Oosthoek Encyclopedie

Oosthoek's Uitgevers Mij. N.V (1916-1925)

Gepubliceerd op 27-08-2021

Cultuurgeschiedenis

betekenis & definitie

v., geschiedenis omtrent de ontwikkelingsgang van de cultuur.

De term cultuurgeschiedenis werd voor het eerst aan het eind van de 18e eeuw gebruikt. Daarvóór waren er echter al historici, die bewust probeerden het enge kader van de politieke en religieuze geschiedschrijving te doorbreken.
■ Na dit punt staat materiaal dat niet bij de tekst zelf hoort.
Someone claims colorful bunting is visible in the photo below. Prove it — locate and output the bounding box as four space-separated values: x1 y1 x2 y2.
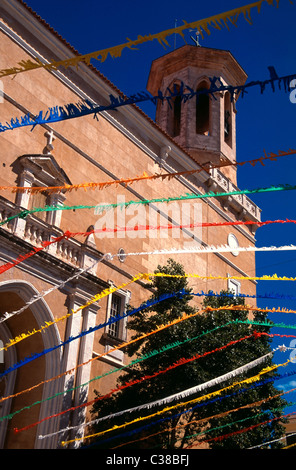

Voltaire schonk in zijn Essay sur les moeurs (1744—54) aandacht aan de zeden en gewoonten van de volkeren, de invloed van economische factoren en aan de ontwikkeling van kunsten en wetenschappen. In de 19e eeuw ging men cultuurgeschiedenis opvatten als de geschiedenis van de ‘hogere beschaving’. Een bekende vertegenwoordiger van deze richting was J.Burckhardt met zijn Die Kultur der Renaissance in Italien (1860), waarin hij overigens de politieke geschiedenis beslist niet geheel uitsloot. Aan het eind van de 19e eeuw ontbrandde in Duitsland een strijd over de vraag of de historicus zich alleen met de politieke geschiedenis of ook met cultuurgeschiedenis moest bezighouden.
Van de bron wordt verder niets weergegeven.